Web scale suppliers have signed up publishers to partnership programmes to allow for harvesting and crawling of content. Agreements are most likely bi-laterial rather than universal and no real standard yet exists for this interchange. Its easier and probably cheaper (at least initially) for me to buy into someone elses’ hard work here. But this is itself rather dangerous, it amounts to quite a serious outsource and potential loss of control. The only real influence on change could be by switching vendor.
The Library Loon has recently commented on two important recent Open Data releases from Nature and OCLC and the potential impact this can have on Discovery services. If Open data in libraries really needs a better use case, this is surely it.
The problem is, the data that is most valuable is the stuff libraries themsleves do not own. It would be great to see more publishers follow Natures example and an end to the silly games of withholding data from competitor services.
Take your ‘just Lucene / Solr’, ingest and normalize varied data from 2-300+ different sources, scale for hundreds of thousands of consecutive users and accommodate well over fifty million records. Then keep it mirrored worldwide with 24×7 uptime.
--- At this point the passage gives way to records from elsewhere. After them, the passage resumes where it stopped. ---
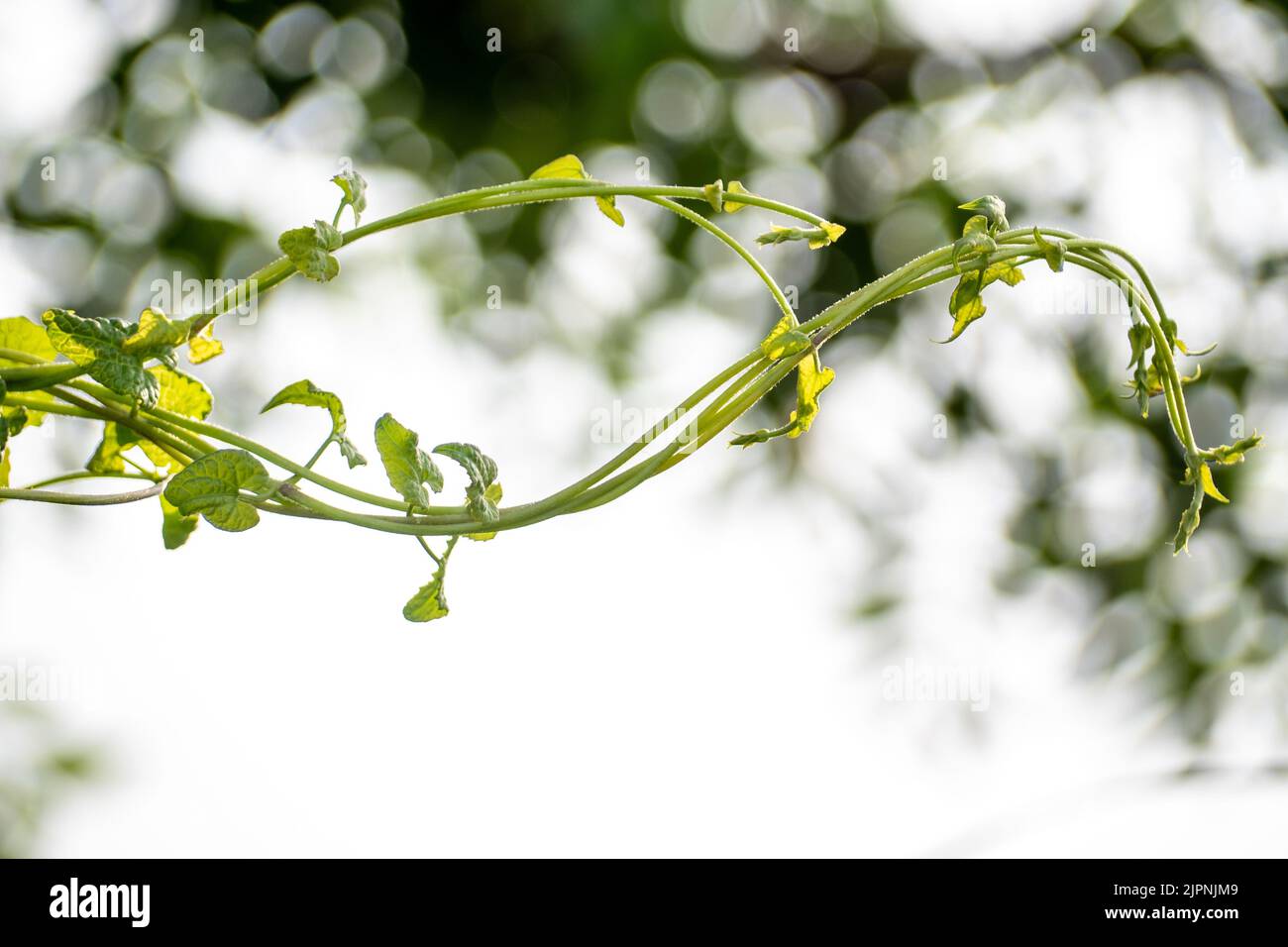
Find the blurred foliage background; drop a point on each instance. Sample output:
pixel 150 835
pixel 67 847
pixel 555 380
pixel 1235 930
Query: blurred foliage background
pixel 1159 125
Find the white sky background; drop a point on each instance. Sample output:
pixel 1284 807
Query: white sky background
pixel 673 674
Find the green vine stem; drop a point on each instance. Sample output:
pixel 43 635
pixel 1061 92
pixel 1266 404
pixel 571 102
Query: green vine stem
pixel 155 418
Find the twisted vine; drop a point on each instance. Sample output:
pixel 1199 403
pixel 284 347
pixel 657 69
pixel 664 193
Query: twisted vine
pixel 155 418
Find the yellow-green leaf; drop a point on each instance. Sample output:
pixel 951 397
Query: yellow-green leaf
pixel 785 339
pixel 493 496
pixel 175 527
pixel 204 347
pixel 562 167
pixel 21 334
pixel 734 188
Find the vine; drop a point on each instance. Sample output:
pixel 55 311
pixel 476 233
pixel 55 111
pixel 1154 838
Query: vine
pixel 155 418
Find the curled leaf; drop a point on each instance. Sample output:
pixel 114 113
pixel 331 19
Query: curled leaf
pixel 21 334
pixel 1052 250
pixel 570 167
pixel 204 347
pixel 355 188
pixel 816 237
pixel 175 527
pixel 785 339
pixel 482 472
pixel 493 496
pixel 98 346
pixel 992 208
pixel 810 381
pixel 1235 453
pixel 713 192
pixel 974 244
pixel 309 250
pixel 308 394
pixel 430 602
pixel 408 468
pixel 1189 522
pixel 1210 484
pixel 734 188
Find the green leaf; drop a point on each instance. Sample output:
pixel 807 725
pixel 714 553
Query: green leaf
pixel 570 167
pixel 816 237
pixel 493 496
pixel 964 315
pixel 713 192
pixel 1052 250
pixel 734 188
pixel 406 464
pixel 567 167
pixel 355 187
pixel 993 208
pixel 1235 453
pixel 1141 386
pixel 1210 484
pixel 309 250
pixel 107 455
pixel 156 334
pixel 308 394
pixel 213 486
pixel 1140 338
pixel 785 339
pixel 175 527
pixel 21 334
pixel 98 346
pixel 181 394
pixel 810 381
pixel 1189 522
pixel 482 472
pixel 430 602
pixel 966 305
pixel 204 347
pixel 4 419
pixel 974 244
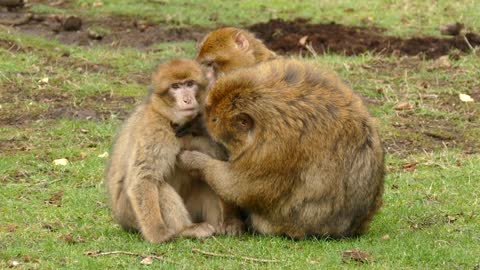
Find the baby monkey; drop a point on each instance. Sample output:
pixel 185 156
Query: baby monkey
pixel 226 49
pixel 305 156
pixel 148 192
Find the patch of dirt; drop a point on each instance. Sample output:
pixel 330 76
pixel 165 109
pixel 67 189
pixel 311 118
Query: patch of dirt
pixel 286 37
pixel 111 31
pixel 435 119
pixel 99 107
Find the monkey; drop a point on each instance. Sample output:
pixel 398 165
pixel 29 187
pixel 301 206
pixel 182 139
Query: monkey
pixel 226 49
pixel 305 156
pixel 148 192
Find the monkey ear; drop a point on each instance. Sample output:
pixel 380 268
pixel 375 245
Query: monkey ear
pixel 241 41
pixel 244 122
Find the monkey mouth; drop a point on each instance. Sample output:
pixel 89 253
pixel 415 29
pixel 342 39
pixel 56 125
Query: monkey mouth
pixel 189 110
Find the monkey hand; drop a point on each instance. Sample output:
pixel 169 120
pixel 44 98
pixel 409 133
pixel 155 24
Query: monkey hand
pixel 193 160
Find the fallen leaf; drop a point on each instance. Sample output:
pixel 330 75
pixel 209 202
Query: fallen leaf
pixel 43 80
pixel 441 62
pixel 52 226
pixel 104 155
pixel 56 198
pixel 465 98
pixel 451 219
pixel 83 155
pixel 453 29
pixel 60 162
pixel 92 252
pixel 12 264
pixel 356 255
pixel 303 40
pixel 70 239
pixel 147 260
pixel 410 167
pixel 402 106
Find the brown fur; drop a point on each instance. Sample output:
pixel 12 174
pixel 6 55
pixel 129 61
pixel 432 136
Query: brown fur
pixel 305 155
pixel 220 49
pixel 147 191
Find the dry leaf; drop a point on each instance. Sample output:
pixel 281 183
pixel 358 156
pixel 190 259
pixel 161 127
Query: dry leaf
pixel 402 106
pixel 104 155
pixel 356 255
pixel 453 29
pixel 465 98
pixel 410 167
pixel 92 252
pixel 11 228
pixel 303 40
pixel 441 62
pixel 451 219
pixel 147 260
pixel 12 264
pixel 56 198
pixel 43 81
pixel 60 162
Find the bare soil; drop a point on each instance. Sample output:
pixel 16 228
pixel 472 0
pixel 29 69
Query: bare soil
pixel 111 31
pixel 426 134
pixel 284 37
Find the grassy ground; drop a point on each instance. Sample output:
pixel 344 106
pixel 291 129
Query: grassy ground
pixel 50 216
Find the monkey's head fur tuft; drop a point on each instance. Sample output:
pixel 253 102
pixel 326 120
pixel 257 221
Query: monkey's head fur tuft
pixel 231 48
pixel 176 70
Again, for a single library, the cost of an annual sub versus the startup costs for a DIY service are simply not comparable.
So why not seek a partner, I may be asked? This brings me onto …
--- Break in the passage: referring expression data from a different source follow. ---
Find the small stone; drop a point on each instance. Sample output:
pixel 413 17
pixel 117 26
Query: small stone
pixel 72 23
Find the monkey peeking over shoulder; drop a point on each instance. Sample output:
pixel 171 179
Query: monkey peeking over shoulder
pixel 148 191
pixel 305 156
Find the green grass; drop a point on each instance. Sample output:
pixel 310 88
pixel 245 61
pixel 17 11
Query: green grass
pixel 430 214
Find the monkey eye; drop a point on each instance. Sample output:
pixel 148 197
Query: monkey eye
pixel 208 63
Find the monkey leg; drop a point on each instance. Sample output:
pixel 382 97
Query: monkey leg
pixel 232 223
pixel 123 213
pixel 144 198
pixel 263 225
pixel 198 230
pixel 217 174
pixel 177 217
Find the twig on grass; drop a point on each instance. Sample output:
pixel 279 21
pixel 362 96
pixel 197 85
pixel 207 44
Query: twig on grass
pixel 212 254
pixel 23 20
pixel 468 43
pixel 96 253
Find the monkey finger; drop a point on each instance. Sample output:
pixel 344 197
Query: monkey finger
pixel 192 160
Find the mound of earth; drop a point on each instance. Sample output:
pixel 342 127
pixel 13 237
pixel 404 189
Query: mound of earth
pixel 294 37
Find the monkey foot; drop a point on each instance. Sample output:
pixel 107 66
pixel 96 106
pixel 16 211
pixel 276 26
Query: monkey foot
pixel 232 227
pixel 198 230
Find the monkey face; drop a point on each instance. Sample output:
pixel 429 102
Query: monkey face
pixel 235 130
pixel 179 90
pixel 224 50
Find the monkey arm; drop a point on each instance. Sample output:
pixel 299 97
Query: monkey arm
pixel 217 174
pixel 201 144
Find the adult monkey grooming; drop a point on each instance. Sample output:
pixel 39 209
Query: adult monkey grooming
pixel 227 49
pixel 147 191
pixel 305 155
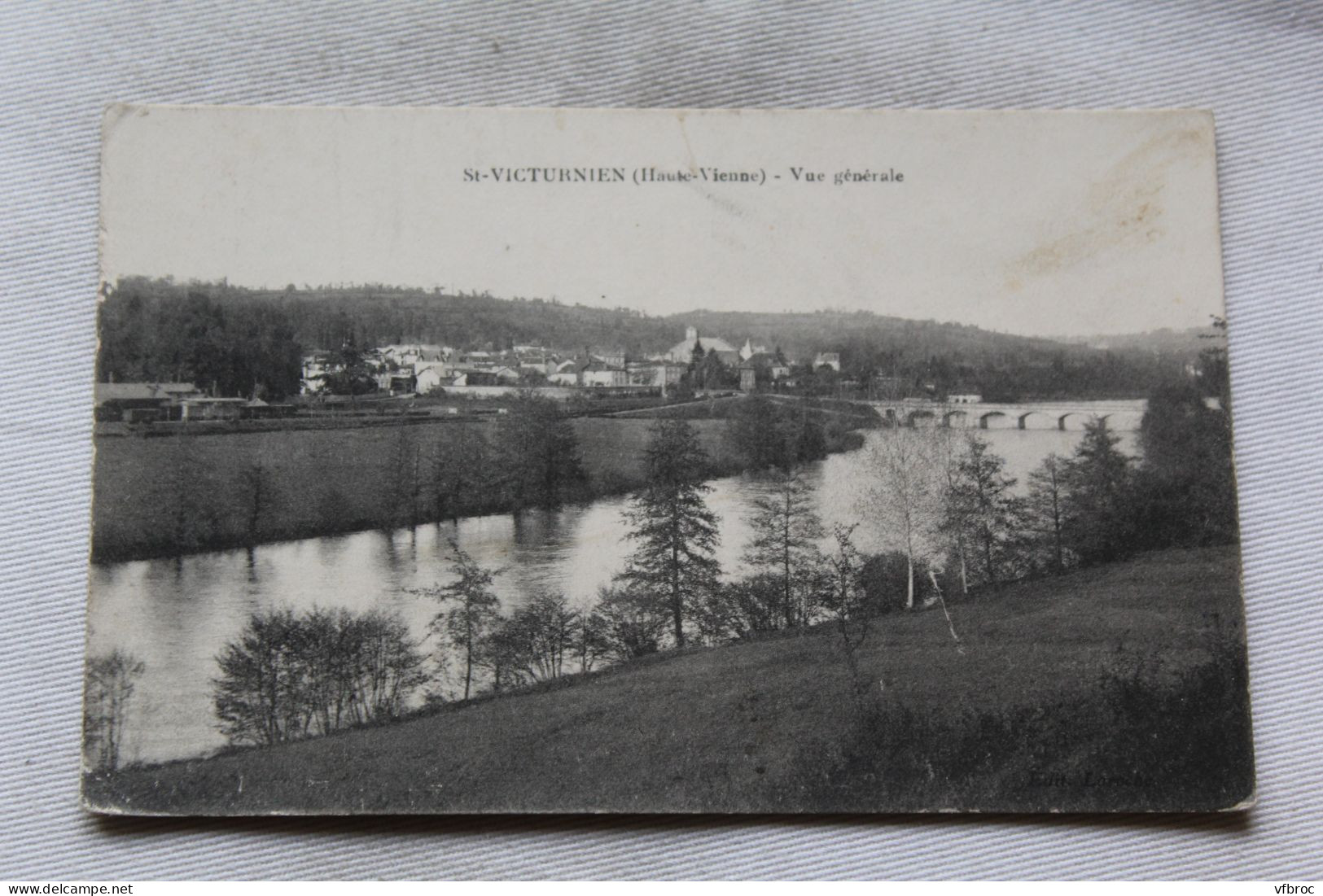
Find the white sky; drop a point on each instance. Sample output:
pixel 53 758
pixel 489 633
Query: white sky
pixel 1056 224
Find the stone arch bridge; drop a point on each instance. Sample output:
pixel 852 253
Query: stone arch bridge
pixel 1124 415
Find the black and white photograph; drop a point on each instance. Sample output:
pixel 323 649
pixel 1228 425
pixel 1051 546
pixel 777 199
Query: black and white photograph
pixel 491 460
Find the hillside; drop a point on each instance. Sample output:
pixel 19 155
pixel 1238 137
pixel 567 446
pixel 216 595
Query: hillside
pixel 234 337
pixel 1104 688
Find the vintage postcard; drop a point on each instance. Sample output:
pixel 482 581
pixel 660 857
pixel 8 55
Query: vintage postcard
pixel 662 461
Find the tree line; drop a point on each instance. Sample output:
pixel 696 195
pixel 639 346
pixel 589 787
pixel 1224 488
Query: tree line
pixel 239 341
pixel 956 523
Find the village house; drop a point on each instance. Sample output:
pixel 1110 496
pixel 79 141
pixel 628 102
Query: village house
pixel 655 373
pixel 827 360
pixel 747 351
pixel 139 402
pixel 683 352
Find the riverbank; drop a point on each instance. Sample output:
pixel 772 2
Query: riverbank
pixel 1102 688
pixel 173 496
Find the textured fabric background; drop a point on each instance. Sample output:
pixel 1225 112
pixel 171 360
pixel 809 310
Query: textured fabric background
pixel 1259 65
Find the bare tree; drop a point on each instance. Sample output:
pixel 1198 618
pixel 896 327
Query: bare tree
pixel 258 493
pixel 675 533
pixel 107 690
pixel 785 544
pixel 848 604
pixel 472 611
pixel 1045 506
pixel 904 495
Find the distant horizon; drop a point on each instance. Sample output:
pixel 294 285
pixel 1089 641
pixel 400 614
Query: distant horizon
pixel 601 305
pixel 1052 225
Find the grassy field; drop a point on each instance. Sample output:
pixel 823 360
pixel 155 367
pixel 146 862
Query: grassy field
pixel 1113 686
pixel 158 496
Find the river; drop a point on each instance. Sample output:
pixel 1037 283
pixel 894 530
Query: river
pixel 175 614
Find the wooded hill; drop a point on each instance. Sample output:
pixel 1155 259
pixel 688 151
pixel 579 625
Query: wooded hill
pixel 224 334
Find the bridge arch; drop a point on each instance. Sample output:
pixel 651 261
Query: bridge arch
pixel 1075 421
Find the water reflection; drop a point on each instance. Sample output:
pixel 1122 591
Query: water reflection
pixel 177 614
3) Management and ownership
Collaboration is hard, especially at an institutional level (2+2 =3 etc.). I recently read this long but fascinating insight into the running of various web Portal services such as Intute, and how with a bit of dynamic thinking they ‘could’ have morphed into a service such as Summon. Its a very personal piece, although I do agree with the inherent sillyness around trying to catalogue even ‘the best of the web’, its not simply relevant to search-engine centric web usage.
From what is described there, the budgets and resources were in place to potentially attempt this. But this was six years ago, pre-crash when we had money. Things in the UK HE sector are very different now.
With a change in operation of the JISC, its not exactly clear who could take this on, although it is possible that if some future combination of Archives Hub and COPAC started to absorb open data from publishers, it may evolve on its own.
Does it matter?
Right now we have three large commercial players in the library web-scale market, all in close competition. Hopefully, this should surely be enough to keep things fresh and current.
I have argued that the lack of development over the past 20 years in LMS products, especially with the OPAC has assisted in the marginalization of library services. So that this is not repeated, I would again agree with the Library Loon and hope web scale discovery service vendors continue to grow and innovate with their products and rely less on the coverage of material to act as a selling point. Summon has recently launched discipline centric searches and Primo Central has some fascinating ideas around relevancy ranking understanding user context. I hope this trend at least continues.